1. **MULTICORE REALIZATION**

The proposed application pipelines have been realized on a multicore architecture. The multiple cores run the parallel processes as threads. The various parallel processes in our system are the pipelined stages and the servers interfacing the devices such as LCD and image sensor. The task level diagrams of the complete systems are shown in Figs. 4 and 5. Different cores run different stages of the pipeline. All these cores share a common internal memory for storing intermediate results while processing. A line is fetched by a core from its previous one using a movable pointer. The movable pointer points to a memory block that is owned by only one core at a time. The pointer is released once the processing on that line is over.
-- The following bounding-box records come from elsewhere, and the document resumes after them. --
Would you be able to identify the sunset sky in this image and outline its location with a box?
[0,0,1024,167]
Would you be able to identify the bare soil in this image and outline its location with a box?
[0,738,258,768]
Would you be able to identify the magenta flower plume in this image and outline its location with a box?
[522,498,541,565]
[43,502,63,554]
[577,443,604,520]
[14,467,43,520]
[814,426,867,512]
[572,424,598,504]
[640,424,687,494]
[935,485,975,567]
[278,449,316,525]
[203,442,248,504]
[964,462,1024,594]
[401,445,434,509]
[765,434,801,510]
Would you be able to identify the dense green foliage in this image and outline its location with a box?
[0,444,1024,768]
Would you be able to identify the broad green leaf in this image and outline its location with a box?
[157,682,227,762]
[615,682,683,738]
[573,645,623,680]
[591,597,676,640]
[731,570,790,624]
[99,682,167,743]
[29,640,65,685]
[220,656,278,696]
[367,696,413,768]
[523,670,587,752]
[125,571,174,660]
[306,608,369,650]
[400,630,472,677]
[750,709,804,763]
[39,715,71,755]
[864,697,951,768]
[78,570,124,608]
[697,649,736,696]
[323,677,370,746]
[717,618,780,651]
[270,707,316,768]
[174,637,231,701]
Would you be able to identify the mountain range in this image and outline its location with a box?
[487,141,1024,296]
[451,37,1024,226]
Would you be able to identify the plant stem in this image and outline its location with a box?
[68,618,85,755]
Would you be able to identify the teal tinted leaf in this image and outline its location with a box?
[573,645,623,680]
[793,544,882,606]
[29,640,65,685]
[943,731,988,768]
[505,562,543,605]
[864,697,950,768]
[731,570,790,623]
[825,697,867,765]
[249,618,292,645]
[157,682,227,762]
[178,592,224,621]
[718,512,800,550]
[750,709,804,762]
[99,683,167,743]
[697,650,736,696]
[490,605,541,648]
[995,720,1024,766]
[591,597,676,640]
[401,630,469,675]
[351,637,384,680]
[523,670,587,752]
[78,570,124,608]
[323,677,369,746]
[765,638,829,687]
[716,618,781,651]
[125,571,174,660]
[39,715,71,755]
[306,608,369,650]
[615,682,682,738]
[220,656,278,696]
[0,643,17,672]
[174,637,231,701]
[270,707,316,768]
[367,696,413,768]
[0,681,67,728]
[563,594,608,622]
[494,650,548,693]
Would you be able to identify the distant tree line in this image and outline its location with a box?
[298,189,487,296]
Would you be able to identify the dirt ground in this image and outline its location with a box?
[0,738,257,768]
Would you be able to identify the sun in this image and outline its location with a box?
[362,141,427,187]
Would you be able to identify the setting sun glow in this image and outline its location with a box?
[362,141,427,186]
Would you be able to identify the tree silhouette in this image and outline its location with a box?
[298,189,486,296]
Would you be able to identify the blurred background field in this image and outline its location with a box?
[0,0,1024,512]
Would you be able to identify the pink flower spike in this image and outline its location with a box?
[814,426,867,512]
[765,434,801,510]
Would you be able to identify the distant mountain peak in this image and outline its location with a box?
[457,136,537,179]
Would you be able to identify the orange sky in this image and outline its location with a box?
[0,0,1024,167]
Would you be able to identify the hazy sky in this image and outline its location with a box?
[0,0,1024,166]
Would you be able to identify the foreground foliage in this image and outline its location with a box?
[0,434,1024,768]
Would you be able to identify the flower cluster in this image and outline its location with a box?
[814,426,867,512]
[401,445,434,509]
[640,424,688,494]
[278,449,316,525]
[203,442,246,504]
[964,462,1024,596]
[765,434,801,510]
The core also passes the previously processed line to the next core in the same manner. Hence, a double buffer is maintained in each core, one is being processed and the other one is in use by the next core. The communication between cores is done using channels and shared memory. Rows of every image frame are streamed between the stages. The raw data from the image sensor is taken and Bayer interpolation is performed on it to obtain rows of the full color image. These rows are then processed by the stages in the image processing pipeline. The output from the connected component analysis is used to annotate the image by placing a bounding box around the face. The current video frame is annotated using the CCA results of previous frame. The annotated image is displayed on the LCD. The LCD is periodically refreshed by an LCD server. The multicore architecture facilitates all these concurrent processes.

1. **IMPLEMENTATION RESULTS AND ANALYSIS**

The proposed multicore realizations have been implemented on a L16 sliceKIT development board of XMOS which is powered by a multicore xCORE microcontroller comprising of 16 cores, 128 KB SRAM and other logic. The microcontroller is based on an SMP architecture and enables parallel multi-tasking. It is event-driven and timing-deterministic, thus allowing timing analysis for the optimization of code for an application before running it. The architecture has low latency which enables fast I/O response through intelligent reconfigurable ports, and supports native DSP with a 32 bit instruction set. The intelligent ports facilitates software-defined interfacing with peripherals. The architecture includes a hardware scheduler to ensure deterministic execution of instructions. The instructions are executed in an instruction pipeline with four stages - Decode, Read, Execute and Write. While the microcontroller is operated at a frequency of 500MHz, each core is operated at a maximum of 125MHz. The cores and memory are distributed in two tiles, which are discrete processing units. An xCORE tile is shown in Fig 6. The inter and intra tile communication is done using channels and switches as shown in Fig 7.